A cidade de Umbaúba virou o ano com essa pendência, mas já fez o pagamento. Graccho Cardoso e Monte Alegre informaram que o depósito deve ser feito hoje, dia 10, e o valor fica disponível na conta de servidoras e servidores amanhã.

Carmópolis vai pagar a segunda parte do 13º salário no próximo dia 30 de janeiro. Situação grave vivem trabalhadoras e trabalhadores de Tomar do Geru. Consultada na manhã de hoje, a prefeitura da cidade disse que talvez amanhã, dia 11, tenha uma previsão de quando pagará o salário de dezembro de 2023.

“Esse tipo de desrespeito é inadmissível. Salário traz dignidade a trabalhadoras e trabalhadores e suas famílias. Hoje é dia 10 e estas pessoas não sabem quando vão receber o salário do mês anterior.

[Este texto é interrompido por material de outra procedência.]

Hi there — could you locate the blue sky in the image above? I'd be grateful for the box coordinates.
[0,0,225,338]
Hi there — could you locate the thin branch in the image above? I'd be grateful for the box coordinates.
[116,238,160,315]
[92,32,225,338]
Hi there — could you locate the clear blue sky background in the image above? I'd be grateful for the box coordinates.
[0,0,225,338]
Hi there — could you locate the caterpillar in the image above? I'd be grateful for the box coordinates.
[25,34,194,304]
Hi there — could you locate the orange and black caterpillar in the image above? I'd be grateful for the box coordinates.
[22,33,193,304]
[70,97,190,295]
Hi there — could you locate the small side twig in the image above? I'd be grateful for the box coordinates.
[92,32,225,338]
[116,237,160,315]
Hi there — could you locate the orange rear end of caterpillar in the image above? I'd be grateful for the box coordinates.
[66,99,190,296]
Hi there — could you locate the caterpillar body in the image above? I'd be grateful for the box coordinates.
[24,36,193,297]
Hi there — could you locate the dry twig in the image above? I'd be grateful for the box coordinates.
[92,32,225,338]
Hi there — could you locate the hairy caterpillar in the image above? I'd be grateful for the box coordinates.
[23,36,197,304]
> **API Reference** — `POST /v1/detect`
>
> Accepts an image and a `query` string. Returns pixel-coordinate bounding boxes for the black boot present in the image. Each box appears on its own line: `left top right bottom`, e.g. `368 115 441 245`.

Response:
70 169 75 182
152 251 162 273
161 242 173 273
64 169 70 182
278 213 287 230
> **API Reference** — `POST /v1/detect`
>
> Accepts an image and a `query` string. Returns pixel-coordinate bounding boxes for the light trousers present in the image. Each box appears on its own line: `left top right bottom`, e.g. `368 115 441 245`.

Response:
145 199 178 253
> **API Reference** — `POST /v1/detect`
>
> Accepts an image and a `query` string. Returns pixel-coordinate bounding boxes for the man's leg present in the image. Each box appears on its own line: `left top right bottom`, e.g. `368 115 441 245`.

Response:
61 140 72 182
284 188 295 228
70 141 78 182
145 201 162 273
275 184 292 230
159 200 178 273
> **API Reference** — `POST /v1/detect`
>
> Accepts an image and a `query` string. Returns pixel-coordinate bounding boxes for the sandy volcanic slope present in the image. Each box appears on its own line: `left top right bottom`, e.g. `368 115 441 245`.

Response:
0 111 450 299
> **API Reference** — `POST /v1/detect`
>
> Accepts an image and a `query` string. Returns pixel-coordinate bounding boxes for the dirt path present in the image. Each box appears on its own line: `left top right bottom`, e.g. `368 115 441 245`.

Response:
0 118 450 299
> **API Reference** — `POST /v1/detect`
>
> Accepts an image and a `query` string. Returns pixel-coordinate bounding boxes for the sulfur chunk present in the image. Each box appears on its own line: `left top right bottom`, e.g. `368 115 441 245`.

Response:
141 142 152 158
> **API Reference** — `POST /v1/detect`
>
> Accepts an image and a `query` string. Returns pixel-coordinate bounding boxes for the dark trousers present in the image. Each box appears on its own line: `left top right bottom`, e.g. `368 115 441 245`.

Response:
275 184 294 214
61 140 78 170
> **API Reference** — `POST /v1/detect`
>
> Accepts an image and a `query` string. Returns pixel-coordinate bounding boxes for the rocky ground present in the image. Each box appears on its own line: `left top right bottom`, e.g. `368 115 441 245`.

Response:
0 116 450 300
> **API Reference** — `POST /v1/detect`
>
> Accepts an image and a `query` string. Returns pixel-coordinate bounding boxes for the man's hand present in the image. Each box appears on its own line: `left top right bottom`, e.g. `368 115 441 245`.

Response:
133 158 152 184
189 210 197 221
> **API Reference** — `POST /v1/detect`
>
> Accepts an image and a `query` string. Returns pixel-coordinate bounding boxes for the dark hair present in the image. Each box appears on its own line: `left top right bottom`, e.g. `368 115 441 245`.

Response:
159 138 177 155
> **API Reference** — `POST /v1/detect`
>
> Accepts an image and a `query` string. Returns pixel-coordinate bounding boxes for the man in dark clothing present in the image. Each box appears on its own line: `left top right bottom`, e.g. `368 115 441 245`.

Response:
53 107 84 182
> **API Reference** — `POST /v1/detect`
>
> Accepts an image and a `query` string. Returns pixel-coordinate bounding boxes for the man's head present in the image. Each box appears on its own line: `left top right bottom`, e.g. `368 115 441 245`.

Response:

É alimentação, saúde, contas e muitos outros aspectos da vida destas pessoas que estão em jogo por conta disso”, observou Roberto.

Além de pedir uma intervenção do TCE-SE neste assunto, o SINTESE está pedindo audiências com os conselheiros para tratar de outras pautas, a exemplo das matrículas escolares, especialmente do período integral e da Educação de Jovens e Adultos (EJA). “Há questões muito sérias que precisamos discutir, fiscalizar e atuar para que tenhamos acesso pleno a uma educação pública, gratuita e de qualidade, que é um direito fundamental do povo brasileiro”, destacou Roberto.

Também participaram da audiência, diretoras e diretores do SINTESE, como Arlete Silva, Emanuela Pereira, Milena Santana, Vera Lúcia da Silva e Wanderclan Nascimento.